My ministry is within the four walls of my home. I minister to my husband, to my own children, to the children we care for while their parents work outside of their own homes. My ministry is, literally, raising up disciples. I am responsible for ensuring that our walks (mine and theirs) are not only in step with Christ but also for encouraging their walks to stray out into the world without becoming lost in the world. The concept that I could “manage” this responsibility as some pastors have resorted to “managing” their churches feels gravely at odds. I am responsible for forming little minds, little emotions, little steps of independence, and ensuring security. While the realization is that this is exactly what raising up a disciple means, when you place it in a child development context, rather than adult discipleship, the stakes feel incredibly steeper. The future generation is being formed and affected by my ministry.

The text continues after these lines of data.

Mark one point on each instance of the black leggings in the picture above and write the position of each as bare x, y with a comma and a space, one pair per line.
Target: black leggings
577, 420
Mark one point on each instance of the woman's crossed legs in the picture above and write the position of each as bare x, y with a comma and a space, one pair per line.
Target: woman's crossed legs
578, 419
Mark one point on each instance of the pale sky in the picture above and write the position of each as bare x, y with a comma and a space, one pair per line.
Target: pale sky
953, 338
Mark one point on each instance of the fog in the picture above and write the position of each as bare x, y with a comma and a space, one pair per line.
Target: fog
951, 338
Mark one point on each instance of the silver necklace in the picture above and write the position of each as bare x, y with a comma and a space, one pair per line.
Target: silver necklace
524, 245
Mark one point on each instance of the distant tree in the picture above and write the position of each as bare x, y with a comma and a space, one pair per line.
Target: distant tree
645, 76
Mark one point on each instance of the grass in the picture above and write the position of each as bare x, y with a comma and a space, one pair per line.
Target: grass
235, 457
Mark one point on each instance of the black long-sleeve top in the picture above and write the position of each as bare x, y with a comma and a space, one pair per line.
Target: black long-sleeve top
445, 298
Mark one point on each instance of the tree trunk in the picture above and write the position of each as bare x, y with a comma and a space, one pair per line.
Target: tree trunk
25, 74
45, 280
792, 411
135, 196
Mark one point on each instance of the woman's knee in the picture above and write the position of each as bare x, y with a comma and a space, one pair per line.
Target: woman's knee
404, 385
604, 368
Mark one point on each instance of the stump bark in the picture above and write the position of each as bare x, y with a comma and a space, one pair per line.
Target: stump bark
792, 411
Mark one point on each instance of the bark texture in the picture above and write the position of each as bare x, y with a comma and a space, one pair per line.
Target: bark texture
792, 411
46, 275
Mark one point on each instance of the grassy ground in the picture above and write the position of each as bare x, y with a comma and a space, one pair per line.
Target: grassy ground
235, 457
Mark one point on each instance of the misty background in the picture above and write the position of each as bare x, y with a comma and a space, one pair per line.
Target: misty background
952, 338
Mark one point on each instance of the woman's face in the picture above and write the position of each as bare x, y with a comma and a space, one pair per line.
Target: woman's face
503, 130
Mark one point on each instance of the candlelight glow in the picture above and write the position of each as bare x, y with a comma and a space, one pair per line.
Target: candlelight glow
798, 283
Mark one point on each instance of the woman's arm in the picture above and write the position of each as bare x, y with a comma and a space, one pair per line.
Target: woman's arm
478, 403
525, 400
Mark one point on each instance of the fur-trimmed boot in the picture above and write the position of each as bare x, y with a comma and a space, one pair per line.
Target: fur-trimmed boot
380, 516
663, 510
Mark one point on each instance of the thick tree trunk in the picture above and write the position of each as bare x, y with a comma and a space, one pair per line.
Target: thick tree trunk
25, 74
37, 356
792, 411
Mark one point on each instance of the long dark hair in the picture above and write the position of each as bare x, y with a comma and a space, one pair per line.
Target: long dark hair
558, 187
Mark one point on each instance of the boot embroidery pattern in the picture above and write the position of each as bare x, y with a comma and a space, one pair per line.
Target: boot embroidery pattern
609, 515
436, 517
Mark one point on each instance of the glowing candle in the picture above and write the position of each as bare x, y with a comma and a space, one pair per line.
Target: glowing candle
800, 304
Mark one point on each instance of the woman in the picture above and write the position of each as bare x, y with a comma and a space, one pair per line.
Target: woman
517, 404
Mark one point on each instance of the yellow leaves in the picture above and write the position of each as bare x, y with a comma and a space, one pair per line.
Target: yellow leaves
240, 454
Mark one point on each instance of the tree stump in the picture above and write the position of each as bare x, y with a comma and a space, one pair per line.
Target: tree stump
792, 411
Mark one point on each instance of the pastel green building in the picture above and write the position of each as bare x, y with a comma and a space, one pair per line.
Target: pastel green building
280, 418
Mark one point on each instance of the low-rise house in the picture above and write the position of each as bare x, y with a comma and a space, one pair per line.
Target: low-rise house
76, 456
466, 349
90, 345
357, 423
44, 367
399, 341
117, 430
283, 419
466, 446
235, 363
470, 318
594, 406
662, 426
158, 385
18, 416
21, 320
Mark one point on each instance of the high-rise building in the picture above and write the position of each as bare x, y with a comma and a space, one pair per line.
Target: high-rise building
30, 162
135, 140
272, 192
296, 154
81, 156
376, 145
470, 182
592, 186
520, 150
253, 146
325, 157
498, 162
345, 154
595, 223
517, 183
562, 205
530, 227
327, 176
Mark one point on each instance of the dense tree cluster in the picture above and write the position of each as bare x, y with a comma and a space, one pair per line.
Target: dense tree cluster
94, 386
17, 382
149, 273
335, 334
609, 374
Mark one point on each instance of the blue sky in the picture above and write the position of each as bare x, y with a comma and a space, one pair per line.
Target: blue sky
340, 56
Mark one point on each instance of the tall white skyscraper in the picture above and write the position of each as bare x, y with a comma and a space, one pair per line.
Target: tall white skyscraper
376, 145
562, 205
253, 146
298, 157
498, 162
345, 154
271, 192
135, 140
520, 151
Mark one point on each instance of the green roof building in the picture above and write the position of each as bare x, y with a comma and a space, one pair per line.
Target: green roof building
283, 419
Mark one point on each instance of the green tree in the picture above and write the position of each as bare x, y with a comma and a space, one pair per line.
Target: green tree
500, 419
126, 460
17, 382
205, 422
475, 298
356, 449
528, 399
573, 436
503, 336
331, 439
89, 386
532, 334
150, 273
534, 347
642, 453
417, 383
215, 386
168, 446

The steep stakes for embracing the role as a pastor-theologian in my ministry effectively pushes me toward disciplined study and theological practices, ensuring that I am one with the Word and in right standing so as to not lead any astray. Vanhoozer and Strachan identify that one cannot build an effective ministry unless it is built upon Christ himself. For my context, that means ensuring that my home is centered in Christ: the atmosphere, the media access, the relational and discipline philosophies, all must be Christ-based and theologically sound so as to not contradict or confuse the babies’ walk later in life.

Like Vanhoozer and Strachan refer to Christ’s building his church upon the rock, our ministry build’s the foundation for our babies’ faith lives. Any unsound theology that may exist in our ministry has the potential to pull one of our disciples from their path later in life when they experience confusion and contradiction. We are called to, “live such good lives among the pagans that, though they accuse you of doing wrong, they may see your good deeds and glorify God on the day he visits us” (1 Peter 2:12, NIV). Therefore, any contradiction in our home has the potential to set a child astray as he ventures out into the world. Seeing our righteousness will ensure that he sees the world’s unrighteousness and remains steadfast in his right relationship with God.


Vanhoozer, K.J. & Strachan, O. (2015). The Pastor as Public Theologian: Reclaiming a Lost Vision. Baker Academic: Grand Rapids, MI.